カリスマが高く、次々にこの世界のヒューマンを味方にしていくなど影響力が高い響は魔族にとって脅威になり得る存在だ。
故にグリトニア帝国の襲撃を囮としてリミア王国へはステラ砦を守っている魔族の中でも強いイオとその部下達に襲わせる事で速やかに魔族は響を抹殺しようとしていた。
響の抹殺を阻止するために真がリミア王国へと向かったのと並行的に真を主とする巴に澪、凪、識ら『亜空』の勢力は魔族が領している『ケリュネオン』を襲撃した。
『ケリュネオン』は現在、魔族に滅ぼされた国であるし元は同じく、魔族に滅ぼされた衛星国家の『エリュシオン』内にある小国の一つである。
そして真の両親は今、真がいる世界の住人で父はケリュネオンの貴族であり、母は神殿に属する高位の神官であった事を同じく、ケリュネオンの貴族であったエヴァからの情報で知った。
ならば両親の郷国を取り戻し、更にそこを起点に『エリュシオン』を魔族から奪還して新国家を立ち上げようと……。

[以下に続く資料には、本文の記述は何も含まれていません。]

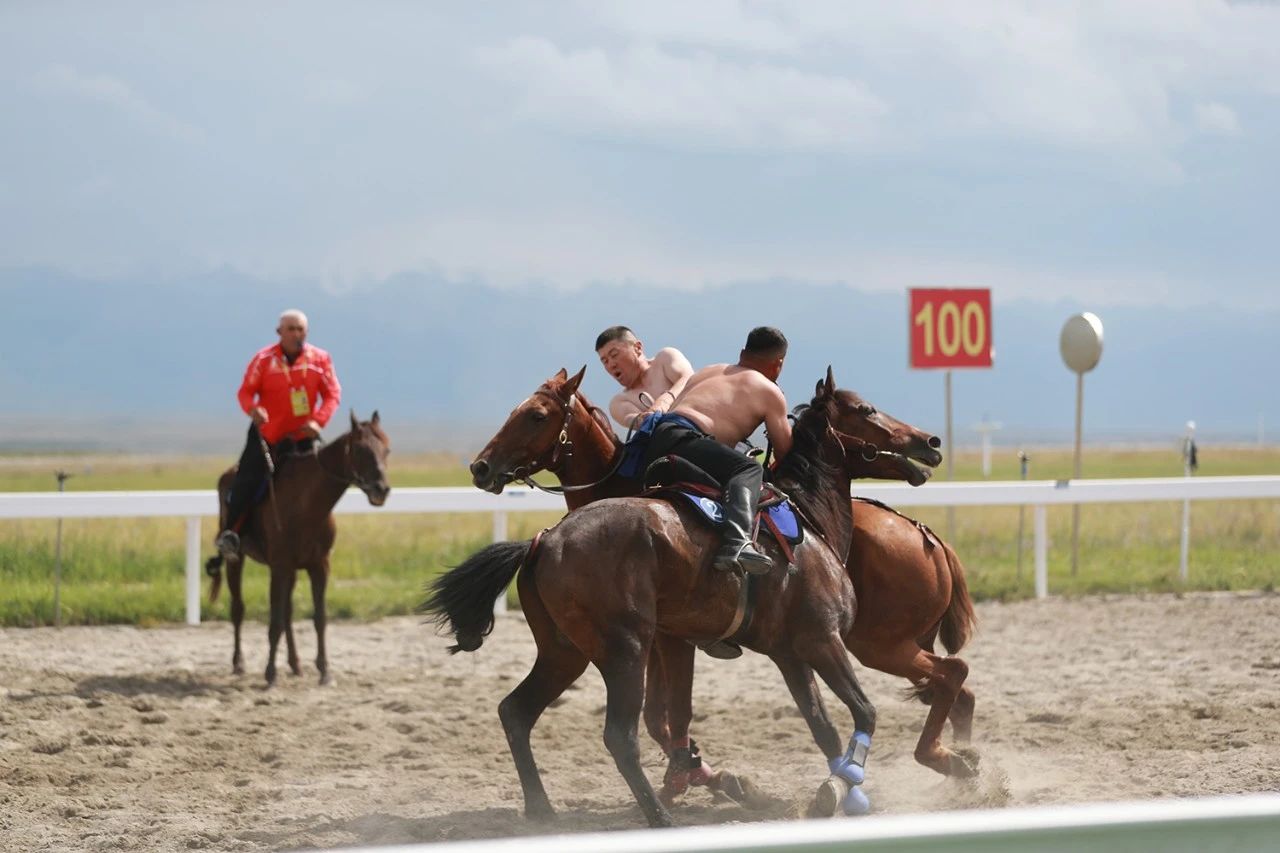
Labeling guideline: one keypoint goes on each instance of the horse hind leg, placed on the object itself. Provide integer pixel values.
(667, 714)
(289, 644)
(557, 666)
(941, 679)
(622, 666)
(319, 576)
(282, 591)
(234, 576)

どのみち、いずれはこの世界の全てを女神から奪い、女神は神の座から引きずり降ろして色々とその身も心も蹂躙し尽くしてから殺そうとしているのだ。
そろそろ国家の一つは手に入れねばならないのだ。おまけに本当の自分たちの国は異空間にあるので何者からも侵略や煩わしい干渉をされないですむ。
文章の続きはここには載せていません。